Friday, January 18, 2008

Ela

Não tirava os olhos dela desde há duas horas atrás, e poderia ficar a visualizar todos os seus movimentos por muito mais tempo. Não sentia qualquer vontade de comer, beber, ir à casa de banho...ela era a minha única necessidade vital e olhá-la satisfazia plenamente tudo o que pudesse precisar. Há mais de meia hora que não se mexia, embrenhada na leitura de um qualquer livro policial, que sabia ser do seu agrado.
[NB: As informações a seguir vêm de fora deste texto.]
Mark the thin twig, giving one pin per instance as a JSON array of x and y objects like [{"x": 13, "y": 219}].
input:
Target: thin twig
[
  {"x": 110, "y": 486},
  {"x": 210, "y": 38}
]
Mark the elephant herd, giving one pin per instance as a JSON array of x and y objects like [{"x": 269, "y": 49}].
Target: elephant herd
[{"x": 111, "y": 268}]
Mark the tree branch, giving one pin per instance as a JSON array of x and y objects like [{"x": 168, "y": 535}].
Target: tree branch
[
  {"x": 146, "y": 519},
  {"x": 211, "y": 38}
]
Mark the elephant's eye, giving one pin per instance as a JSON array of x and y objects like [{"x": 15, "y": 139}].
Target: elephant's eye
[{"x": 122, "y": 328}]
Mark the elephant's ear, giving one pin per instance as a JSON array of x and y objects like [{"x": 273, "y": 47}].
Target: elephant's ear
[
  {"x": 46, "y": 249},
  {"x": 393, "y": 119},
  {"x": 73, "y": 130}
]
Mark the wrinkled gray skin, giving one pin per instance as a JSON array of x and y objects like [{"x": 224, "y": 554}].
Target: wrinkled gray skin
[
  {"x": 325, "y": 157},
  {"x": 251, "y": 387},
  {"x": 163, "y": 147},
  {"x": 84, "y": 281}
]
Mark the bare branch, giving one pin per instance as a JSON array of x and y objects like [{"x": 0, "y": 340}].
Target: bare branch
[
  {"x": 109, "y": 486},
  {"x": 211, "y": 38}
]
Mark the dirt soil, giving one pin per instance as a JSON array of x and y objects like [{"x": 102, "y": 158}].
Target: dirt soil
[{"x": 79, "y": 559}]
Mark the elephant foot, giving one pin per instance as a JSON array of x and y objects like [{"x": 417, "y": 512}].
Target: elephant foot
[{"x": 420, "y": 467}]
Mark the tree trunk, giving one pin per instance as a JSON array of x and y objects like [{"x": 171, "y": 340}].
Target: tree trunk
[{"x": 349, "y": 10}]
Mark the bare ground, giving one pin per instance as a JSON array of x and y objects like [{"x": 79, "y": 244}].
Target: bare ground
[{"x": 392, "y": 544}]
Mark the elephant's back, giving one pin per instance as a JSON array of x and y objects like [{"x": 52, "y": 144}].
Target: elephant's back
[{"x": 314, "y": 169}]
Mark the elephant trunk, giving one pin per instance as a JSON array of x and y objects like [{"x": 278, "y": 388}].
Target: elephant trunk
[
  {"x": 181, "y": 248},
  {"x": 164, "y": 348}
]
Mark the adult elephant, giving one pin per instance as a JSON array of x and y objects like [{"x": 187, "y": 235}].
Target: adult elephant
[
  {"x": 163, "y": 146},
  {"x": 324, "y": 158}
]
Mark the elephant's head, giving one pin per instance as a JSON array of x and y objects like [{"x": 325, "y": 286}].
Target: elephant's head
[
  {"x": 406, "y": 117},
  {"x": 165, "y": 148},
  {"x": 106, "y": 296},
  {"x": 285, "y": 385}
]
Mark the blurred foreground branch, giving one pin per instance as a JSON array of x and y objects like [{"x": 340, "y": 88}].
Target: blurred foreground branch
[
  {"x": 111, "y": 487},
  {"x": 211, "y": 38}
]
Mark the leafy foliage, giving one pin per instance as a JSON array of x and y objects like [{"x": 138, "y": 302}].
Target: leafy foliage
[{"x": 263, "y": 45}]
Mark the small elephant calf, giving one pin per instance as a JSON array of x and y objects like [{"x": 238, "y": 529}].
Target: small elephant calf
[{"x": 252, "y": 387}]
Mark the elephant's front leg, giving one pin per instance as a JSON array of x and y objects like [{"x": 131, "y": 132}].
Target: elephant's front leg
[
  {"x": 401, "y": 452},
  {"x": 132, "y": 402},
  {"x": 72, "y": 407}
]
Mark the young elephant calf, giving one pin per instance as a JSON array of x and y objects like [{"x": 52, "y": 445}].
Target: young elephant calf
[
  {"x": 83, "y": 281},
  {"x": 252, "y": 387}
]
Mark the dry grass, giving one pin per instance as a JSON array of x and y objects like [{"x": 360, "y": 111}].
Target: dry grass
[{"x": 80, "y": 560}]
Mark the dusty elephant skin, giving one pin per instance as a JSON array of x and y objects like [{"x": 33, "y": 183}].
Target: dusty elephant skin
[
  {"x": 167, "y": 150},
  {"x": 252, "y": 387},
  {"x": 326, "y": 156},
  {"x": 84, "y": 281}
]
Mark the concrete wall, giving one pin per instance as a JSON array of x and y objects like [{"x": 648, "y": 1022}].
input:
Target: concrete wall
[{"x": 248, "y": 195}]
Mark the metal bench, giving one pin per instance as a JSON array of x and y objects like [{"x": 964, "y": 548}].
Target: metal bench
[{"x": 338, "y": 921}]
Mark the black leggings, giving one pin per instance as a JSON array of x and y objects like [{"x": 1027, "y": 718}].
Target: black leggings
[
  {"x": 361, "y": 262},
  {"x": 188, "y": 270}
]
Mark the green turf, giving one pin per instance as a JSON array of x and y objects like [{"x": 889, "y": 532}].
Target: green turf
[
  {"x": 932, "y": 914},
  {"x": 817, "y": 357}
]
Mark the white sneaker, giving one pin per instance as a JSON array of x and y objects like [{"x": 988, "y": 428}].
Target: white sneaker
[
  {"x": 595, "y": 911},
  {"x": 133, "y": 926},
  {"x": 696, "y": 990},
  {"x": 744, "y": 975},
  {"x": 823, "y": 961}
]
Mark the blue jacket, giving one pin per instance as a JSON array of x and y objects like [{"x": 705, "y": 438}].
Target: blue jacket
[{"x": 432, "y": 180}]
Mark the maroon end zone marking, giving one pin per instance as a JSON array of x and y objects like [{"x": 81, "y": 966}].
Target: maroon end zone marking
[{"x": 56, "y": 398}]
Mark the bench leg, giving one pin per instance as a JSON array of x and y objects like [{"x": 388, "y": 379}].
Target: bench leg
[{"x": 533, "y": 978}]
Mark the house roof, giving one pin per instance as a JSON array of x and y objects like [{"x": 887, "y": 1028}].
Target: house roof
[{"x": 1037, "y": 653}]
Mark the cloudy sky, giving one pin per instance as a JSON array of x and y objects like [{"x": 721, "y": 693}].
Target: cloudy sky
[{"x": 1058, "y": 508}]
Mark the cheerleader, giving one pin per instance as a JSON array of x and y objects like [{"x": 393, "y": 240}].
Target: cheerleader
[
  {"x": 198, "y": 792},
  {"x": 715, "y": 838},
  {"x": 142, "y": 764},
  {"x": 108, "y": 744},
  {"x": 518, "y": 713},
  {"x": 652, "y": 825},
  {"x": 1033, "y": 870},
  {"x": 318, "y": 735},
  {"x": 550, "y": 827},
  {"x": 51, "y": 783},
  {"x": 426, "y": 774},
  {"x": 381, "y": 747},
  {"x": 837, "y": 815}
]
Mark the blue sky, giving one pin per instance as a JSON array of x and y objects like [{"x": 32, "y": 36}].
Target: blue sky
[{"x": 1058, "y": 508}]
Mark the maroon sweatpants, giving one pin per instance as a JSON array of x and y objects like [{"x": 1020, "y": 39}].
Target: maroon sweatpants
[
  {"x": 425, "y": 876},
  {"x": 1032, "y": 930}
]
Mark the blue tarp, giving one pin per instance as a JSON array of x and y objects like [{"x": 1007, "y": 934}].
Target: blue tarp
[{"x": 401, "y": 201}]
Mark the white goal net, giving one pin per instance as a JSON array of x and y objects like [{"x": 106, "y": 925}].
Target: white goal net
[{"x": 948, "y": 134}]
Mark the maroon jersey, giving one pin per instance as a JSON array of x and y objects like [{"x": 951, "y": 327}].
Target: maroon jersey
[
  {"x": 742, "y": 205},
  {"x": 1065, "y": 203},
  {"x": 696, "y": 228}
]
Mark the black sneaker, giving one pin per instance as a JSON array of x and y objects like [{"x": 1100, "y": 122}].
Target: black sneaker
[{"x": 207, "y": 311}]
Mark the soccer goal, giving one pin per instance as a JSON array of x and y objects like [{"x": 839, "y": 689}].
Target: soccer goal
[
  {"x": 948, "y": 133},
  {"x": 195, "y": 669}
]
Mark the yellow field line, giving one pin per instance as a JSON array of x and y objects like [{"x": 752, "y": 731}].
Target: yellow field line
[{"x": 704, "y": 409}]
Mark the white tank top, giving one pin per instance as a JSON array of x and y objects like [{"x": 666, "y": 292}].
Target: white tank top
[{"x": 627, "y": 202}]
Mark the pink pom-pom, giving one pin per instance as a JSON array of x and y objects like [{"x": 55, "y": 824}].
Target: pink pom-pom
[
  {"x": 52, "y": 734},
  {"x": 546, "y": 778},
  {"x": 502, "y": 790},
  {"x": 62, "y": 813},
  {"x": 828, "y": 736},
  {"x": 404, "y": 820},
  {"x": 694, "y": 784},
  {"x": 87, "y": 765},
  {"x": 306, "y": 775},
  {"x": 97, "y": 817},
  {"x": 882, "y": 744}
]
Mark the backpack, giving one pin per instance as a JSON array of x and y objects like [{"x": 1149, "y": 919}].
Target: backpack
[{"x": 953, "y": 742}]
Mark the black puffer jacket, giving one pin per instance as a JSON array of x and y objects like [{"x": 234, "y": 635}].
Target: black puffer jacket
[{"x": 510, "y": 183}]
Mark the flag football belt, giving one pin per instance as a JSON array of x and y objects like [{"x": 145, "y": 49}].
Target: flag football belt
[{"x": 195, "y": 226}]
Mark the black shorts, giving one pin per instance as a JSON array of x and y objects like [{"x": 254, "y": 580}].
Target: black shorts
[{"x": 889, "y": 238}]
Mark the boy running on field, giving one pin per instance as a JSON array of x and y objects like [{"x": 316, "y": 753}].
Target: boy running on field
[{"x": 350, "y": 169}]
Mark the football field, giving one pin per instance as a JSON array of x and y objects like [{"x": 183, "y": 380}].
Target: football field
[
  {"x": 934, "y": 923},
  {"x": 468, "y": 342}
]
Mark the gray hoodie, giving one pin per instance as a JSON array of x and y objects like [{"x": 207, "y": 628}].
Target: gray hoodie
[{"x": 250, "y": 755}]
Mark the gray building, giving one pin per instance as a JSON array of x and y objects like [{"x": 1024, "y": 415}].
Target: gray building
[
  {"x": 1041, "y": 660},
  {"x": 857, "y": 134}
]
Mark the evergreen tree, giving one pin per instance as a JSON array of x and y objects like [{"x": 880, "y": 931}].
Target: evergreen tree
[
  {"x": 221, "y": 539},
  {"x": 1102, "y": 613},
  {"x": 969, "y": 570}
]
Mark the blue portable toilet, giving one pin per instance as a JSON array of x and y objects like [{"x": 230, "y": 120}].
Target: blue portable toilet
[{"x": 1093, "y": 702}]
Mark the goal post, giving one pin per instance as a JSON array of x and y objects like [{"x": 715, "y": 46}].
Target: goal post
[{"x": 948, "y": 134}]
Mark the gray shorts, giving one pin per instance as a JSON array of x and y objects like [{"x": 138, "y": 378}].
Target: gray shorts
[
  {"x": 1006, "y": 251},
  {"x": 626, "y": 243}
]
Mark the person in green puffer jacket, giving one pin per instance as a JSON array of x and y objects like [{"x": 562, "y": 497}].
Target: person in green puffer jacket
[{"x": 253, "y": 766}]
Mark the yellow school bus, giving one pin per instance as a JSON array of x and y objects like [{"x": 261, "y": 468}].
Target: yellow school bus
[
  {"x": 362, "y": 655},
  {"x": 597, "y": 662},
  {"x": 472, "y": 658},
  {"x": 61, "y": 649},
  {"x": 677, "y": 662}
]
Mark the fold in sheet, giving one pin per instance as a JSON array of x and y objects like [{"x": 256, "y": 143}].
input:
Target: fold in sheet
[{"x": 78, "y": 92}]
Quase que podia seguir o enredo da historia só de acompanhar as suas expressões, os trejeitos que fazia; um piscar de olhos mais revelador; um virar de pagina abrupto sugeria uma parte emocionante do livro, um bocejo a mostrar que as coisas estavam um bocado paradas no reino ficcional que a prendia. Começou a mostrar algum cansaço depois da 28ª pagina lida; marcou o livro com o que supus ser um cartão de visita, um pedaço de cartolina branco, e levantou-se do sofá. Sabia que não iria dormir tão cedo, apesar de se levantar todos os dias pontualmente às sete da manhã. Sabia-o porque a observara durante toda a semana anterior, e a anterior a essa. Na verdade, quando me debrucei sobre esse aspecto reparei que acompanhava todos os movimentos dela há pelo menos seis meses. Meio ano. Tempo que muita gente consideraria demasiado para se observar uma pessoa. Tempo que seria, para a maior parte das pessoas, suficiente para conhecer de cor o objecto que se observa. E sim, sabia-a de cor. Sabia a que horas se levantava todos os dias; sabia quais os pratos que lhe agradavam mais pelos trejeitos que fazia ao consumi-los; sabia os seus gostos musicais, o que gostava de ouvir e em que ocasiões; sabia a sua profissão, o que tomava ao pequeno almoço, acompanhava desde há muito o seu ciclo menstrual. Sabia mesmo muita coisa acerca dela, talvez até mais do que ela própria. Sim, acredito que a observação comportamental é um método muito mais fiável do que a introspecção. A introspecção é enviesada pelas emoções que existem devido ao facto de observador e observado serem a mesma pessoa. Não digo que não seja possível conhecer-se algo assim, mas como é lógico é um conhecimento muito menos verdadeiro, e a busca pela verdade é o que me move. É essa busca incessante que me faz observar as pessoas desde há muitos anos. Não tenho qualquer formação em psicologia, sou um auto-didacta.